La diferencia tan grande entre la opinión de los mexicanos y los norteamericanos puede tener muchas explicaciones. Y podríamos, sin hacer una investigación sólida al respecto, aventurar algunas: la psicosis que el mismo gobierno norteamericano ha creado respecto al terrorismo de forma que sus ciudadanos están dispuestos a ceder parte de sus libertades para combatir al coco; la idea de que siempre los espiados van a ser otros (los malos, los musulmanes); o siendo más positivos, la confianza que los norteamericanos tienen en que su gobierno no va a usar esa información en contra de ellos, sino en contra de los enemigos de la nación.
 
Estos datos vienen a cuento con la discusión que en estos días se da respecto al dictamen de las leyes secundarias en materia de telecomunicaciones que presentó el Presidente, especialmente en lo relativo a la Internet, al control que quiere recuperar la Secretaría de Gobernación en algunos rubros y a la colaboración de las empresas de telefonía en materia de seguridad con el gobierno.
 
En uno de los artículos (195) de la propuesta se lee:  “Además de las anteriores obligaciones los concesionarios de telecomunicaciones y los autorizados deberán: (VII) Bloquear, inhibir o anular de manera temporal las señales de telecomunicaciones en eventos y lugares críticos para la seguridad pública y nacional a solicitud de las autoridades competentes (...) (XII) Cooperar con el Instituto y las autoridades competentes para prevenir y combatir la propagación de comunicaciones electrónicas masivas no solicitadas o tráfico malicioso, así como minimizar sus efectos en las redes de telecomunicaciones y los servicios prestados”
 
Si los mexicanos tuviéramos confianza en nuestras instituciones, y estuviéramos seguros de que ningún Juez actuaría por mandato de una agencia gubernamental para reprimir a ciudadanos molestos, o que la decisión de “bloquear o inhibir” las señales de internet no serán nunca usadas en contra de movimientos civiles molestos, a la mejor una encuesta podría arrojar una mayoría apretada que aprobara sin más estas propuestas. Pero la realidad es que esto no es así. ¿Quién y cómo se va a interpretar en un momento que un “evento es crítico”? ¿Quién va a definir que un “tráfico” de información es malicioso? ¿Osorio Chong?
 
Internet y los medios de comunicación personales que permiten a los usuarios convertirse no solo en consumidores de información sino en generadores – del broadcast al podcast – se han vuelto un dolor de cabeza para muchos gobiernos. Es más difícil controlar a un monstruo de millones de cabezas que vérsela con dos cadenas de televisión obsequiosas y agradecidas. Es verdad que tanta diversidad pueden representar peligros para la seguridad, ser herramientas delictivas.
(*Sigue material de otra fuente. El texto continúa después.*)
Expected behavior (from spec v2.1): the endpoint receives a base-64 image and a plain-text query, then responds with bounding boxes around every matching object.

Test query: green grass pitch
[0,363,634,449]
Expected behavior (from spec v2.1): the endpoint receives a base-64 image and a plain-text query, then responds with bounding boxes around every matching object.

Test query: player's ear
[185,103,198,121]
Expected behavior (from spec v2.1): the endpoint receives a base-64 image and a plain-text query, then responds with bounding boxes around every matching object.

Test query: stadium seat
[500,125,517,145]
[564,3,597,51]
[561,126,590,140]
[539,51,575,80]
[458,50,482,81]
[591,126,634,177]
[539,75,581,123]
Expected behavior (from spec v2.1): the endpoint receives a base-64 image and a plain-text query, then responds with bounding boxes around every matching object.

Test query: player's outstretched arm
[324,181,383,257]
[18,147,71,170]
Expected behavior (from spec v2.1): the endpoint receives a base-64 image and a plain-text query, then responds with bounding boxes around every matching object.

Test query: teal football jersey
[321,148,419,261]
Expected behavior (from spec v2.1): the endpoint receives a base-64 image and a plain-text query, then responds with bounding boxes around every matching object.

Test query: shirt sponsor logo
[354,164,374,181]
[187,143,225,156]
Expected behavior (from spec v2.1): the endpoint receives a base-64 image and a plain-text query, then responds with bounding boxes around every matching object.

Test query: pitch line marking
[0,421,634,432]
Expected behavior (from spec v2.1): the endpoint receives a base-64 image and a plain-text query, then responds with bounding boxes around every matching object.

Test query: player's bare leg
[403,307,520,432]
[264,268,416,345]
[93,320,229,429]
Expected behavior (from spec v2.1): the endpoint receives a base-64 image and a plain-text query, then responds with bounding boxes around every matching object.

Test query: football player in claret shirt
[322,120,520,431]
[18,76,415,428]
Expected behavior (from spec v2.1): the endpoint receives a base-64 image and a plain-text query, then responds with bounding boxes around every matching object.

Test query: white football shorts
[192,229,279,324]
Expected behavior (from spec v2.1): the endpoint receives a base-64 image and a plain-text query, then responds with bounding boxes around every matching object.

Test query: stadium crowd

Pero al mismo tiempo son la punta de lanza para la democratización de las comunicaciones y herramientas fundamentales para una democracia más participativa.
 
Siempre habrá muchos que se sientan a salvo, porque no van a ser sujetos de las acciones abusivas de un Estado obsequiado con demasiadas facultades para vigilar y reprimir a sus ciudadanos; que se sientan a salvo porque no son musulmanes (o de izquierda, o radicales...). Pero tenemos que recordar que una de las diferencias entre una democracia y una dictadura es que en la primera, los ciudadanos quieren y pueden saber todo sobre su gobierno. En las segundas, el gobierno quiere y puede saber todo sobre sus ciudadanos.